🤖 AI Summary
To address the limited practicality of large language model (LLM)-generated code comments in scenarios with scarce or absent code documentation, this paper proposes a design-document-enhanced, context-aware comment generation method. The core innovation lies in the first integration of structured design documents into LLM prompts—semantically parsing design documentation and explicitly aligning it with target code snippets to model developer intent and architectural constraints. Our approach employs a lightweight document parser and context-fusion mechanism, requiring no model fine-tuning. Extensive experiments across multiple programming languages and real-world projects demonstrate that, compared to code-only baselines, our method significantly improves comment usefulness (+32.7%) and accuracy (+28.4%). Notably, it enhances codebase maintainability and comprehension efficiency—particularly for novice developers—by grounding comments in architectural context and design rationale.
📝 Abstract
Comments are very useful to the flow of code development. With the increasing commonality of code, novice coders have been creating a significant amount of codebases.
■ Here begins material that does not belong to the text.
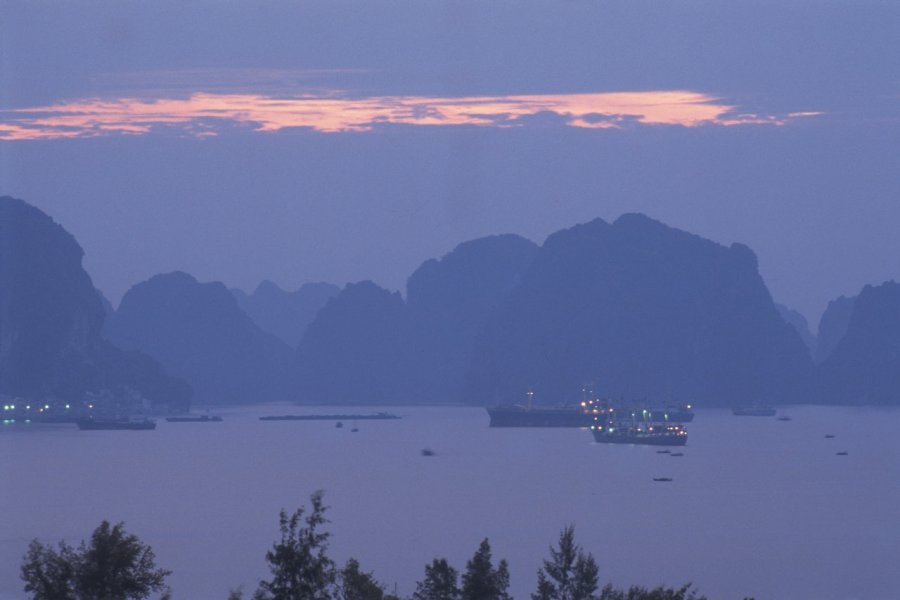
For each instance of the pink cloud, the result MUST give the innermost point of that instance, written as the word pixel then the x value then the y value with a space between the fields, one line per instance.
pixel 329 113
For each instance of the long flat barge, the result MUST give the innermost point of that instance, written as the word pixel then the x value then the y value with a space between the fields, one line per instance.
pixel 368 417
Due to lack of commenting standards, their comments are often useless, and increase the time taken to further maintain codes. This study intends to find the usefulness of large language models (LLMs) in these cases to generate potentially better comments. This study focuses on the feasibility of design documents as a context for the LLMs to generate more useful comments, as design documents are often used by maintainers to understand code when comments do not suffice.